The Middle East Respiratory Syndrome coronavirus (MERS) has claimed two more lives in Saudi Arabia and four others have been diagnosed with the disease in the past five days, the Ministry of Health said on Sunday.
This brings the global death toll from MERS to 47, including 41 in Saudi Arabia.
One of the fatalities is a 51-year-old man suffering from cancer and chronic diseases in Riyadh, who had earlier been diagnosed with MERS. The other was a 54 year-old citizen, also suffering from chronic diseases, who had been previously reported as infected with this virus.
The two new cases of infection were registered in the southwestern region of Asir.
They include a man aged 31 with chronic illnesses, and another, 55, who was in contact with an infected person, the ministry said. Both are being treated.
On Wednesday, two cases were found in Riyadh. The first is a 50-year-old Saudi woman afflicted with cancer and other chronic diseases.

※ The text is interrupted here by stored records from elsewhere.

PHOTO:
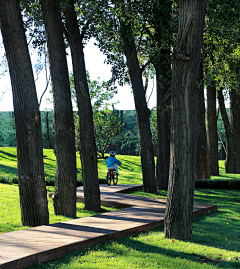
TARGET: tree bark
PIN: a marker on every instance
(163, 130)
(65, 178)
(212, 136)
(142, 111)
(235, 127)
(31, 178)
(230, 152)
(202, 169)
(183, 140)
(87, 145)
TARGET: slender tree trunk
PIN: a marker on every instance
(65, 177)
(230, 152)
(212, 137)
(235, 126)
(163, 130)
(142, 111)
(202, 169)
(183, 141)
(88, 150)
(31, 178)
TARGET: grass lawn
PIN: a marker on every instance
(215, 243)
(130, 170)
(216, 235)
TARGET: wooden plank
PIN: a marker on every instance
(23, 248)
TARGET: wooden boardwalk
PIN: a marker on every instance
(20, 249)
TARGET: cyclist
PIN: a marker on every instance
(112, 162)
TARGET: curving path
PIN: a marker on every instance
(20, 249)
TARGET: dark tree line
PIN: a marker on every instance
(140, 38)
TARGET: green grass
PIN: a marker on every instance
(215, 243)
(216, 235)
(10, 214)
(130, 170)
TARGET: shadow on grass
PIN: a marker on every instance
(140, 249)
(13, 156)
(8, 170)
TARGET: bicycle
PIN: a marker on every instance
(112, 176)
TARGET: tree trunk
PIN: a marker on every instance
(183, 140)
(212, 137)
(65, 177)
(142, 111)
(235, 127)
(202, 169)
(230, 152)
(48, 131)
(31, 178)
(163, 129)
(87, 145)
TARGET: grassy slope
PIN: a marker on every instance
(216, 236)
(215, 243)
(130, 171)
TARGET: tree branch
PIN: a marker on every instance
(91, 17)
(44, 91)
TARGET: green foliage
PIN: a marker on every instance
(215, 242)
(107, 127)
(107, 123)
(7, 130)
(100, 94)
(128, 142)
(130, 170)
(10, 215)
(221, 43)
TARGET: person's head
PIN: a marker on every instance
(112, 153)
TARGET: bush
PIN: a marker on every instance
(233, 184)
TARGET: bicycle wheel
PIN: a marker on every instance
(115, 179)
(108, 179)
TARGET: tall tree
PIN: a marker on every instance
(161, 36)
(212, 129)
(235, 126)
(65, 177)
(183, 141)
(88, 151)
(31, 178)
(230, 161)
(142, 111)
(202, 169)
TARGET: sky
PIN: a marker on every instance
(94, 59)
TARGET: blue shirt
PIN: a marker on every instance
(111, 161)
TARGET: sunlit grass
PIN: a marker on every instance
(130, 170)
(215, 243)
(216, 235)
(10, 214)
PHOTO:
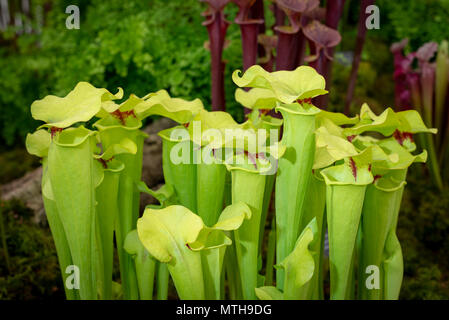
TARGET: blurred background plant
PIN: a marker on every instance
(146, 45)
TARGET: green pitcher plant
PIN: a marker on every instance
(214, 232)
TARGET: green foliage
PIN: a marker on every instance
(420, 21)
(34, 272)
(139, 45)
(422, 229)
(12, 167)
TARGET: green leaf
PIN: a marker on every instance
(37, 143)
(80, 105)
(160, 103)
(287, 86)
(386, 123)
(299, 265)
(256, 98)
(269, 293)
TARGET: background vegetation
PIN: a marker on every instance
(144, 46)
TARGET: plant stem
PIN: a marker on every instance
(361, 35)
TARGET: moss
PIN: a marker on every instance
(15, 164)
(33, 271)
(422, 229)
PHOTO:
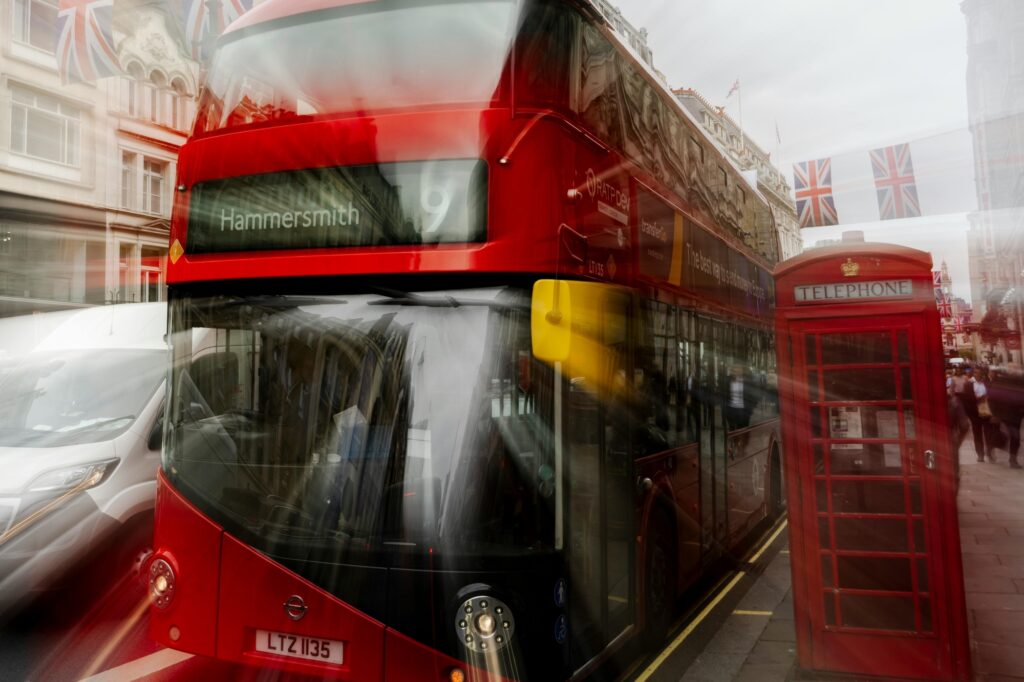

The second case is a 70-year-old resident with several chronic diseases. Both are in ICU.
Experts are struggling to understand MERS, for which there is still no vaccine and which has an extremely high fatality rate of more than 51 percent.
It is considered a cousin of the SARS virus that erupted in Asia in 2003 and infected 8,273 people, nine percent of whom died.
Like SARS, MERS is thought to have jumped from animals to humans, and it shares the former’s flu-like symptoms — but differs by also causing kidney failure.